Yönetim kurullarına daha fazla kadın hedefliyoruz
“TKYD’nin de destekçisi olduğu ‘Bağımsız Kadın Direktörler Projesi’, Sabancı Üniversitesi Kurumsal Yönetim Forumu, İsveç Konsolosluğu’nun finansal ve Egon Zehnder International Turkiye ofisinin stratejik desteği ile yürütülüyor. ‘Bağımsız Kadın Direktörler Projesi’, kadınların yönetim kurullarındaki konumunun güçlendirilmesini ve bu yolla yönetim kurullarının daha etkin çalışmasını hedefl iyor. Proje kapsamında hazırlanan rapora baktığımızda; BIST’de yer alan 422 şirketin yönetim kurullarının incelendiği 2014 yılından 2013’e göre kadın direktör sayısında bir değişiklik yok ancak 2014 yılında yeni atanan bağımsız yönetim kurulu üyelerinin yüzde 24’ünün kadın olduğunu görüyoruz.
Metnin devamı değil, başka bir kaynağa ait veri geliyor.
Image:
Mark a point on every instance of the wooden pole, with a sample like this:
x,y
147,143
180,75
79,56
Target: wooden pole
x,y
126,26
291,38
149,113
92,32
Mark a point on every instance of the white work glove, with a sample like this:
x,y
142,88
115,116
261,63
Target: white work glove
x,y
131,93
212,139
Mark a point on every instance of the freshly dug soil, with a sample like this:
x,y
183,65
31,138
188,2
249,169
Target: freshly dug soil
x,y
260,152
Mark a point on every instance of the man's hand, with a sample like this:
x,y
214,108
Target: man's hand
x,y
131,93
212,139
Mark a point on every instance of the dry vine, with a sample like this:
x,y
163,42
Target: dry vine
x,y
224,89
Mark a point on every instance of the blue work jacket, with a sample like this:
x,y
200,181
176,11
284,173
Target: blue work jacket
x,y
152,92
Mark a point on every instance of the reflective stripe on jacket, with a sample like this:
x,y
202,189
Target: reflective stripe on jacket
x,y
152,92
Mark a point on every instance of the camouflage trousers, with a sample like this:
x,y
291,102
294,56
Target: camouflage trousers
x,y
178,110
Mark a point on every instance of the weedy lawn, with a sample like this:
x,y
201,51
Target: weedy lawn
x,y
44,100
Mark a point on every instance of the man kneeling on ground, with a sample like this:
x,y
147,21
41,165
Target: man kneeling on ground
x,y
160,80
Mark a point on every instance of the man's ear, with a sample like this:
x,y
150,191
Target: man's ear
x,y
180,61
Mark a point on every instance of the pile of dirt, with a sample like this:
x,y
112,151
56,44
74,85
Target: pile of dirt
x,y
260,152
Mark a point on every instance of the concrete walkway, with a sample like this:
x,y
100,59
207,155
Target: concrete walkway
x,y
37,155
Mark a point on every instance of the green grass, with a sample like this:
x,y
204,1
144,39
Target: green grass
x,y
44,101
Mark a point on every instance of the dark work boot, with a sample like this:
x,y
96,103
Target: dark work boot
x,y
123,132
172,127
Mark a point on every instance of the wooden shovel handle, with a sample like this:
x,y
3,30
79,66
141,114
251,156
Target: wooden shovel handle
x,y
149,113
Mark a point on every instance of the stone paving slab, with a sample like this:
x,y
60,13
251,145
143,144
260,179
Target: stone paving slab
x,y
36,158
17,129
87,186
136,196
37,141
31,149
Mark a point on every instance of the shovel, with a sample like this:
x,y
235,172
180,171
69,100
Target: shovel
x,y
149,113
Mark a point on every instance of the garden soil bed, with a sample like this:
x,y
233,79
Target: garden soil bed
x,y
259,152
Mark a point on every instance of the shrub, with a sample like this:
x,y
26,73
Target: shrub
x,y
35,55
Bağımsız üyeler arasında kadın üye oranının artmasına paralel olarak Yönetim Kurulu Komiteleri’nde yer alan üyeler arasında da kadın üye oranı artmış. ‘Global Board Ready Women’ inisiyatifinin de kurucu üyesi olan proje kapsamında, 2015 dönemi genel kurullarının sonuna kadar BIST şirketleri yönetim kurullarında kadın direktör oranının yüzde 25’e ulaşması, Türkiye’de yönetim kurulunda kadın direktör bulunmayan şirket kalmaması, yönetim kurullarının kadın üyelerle güçlendirilmesi hedefleniyor.”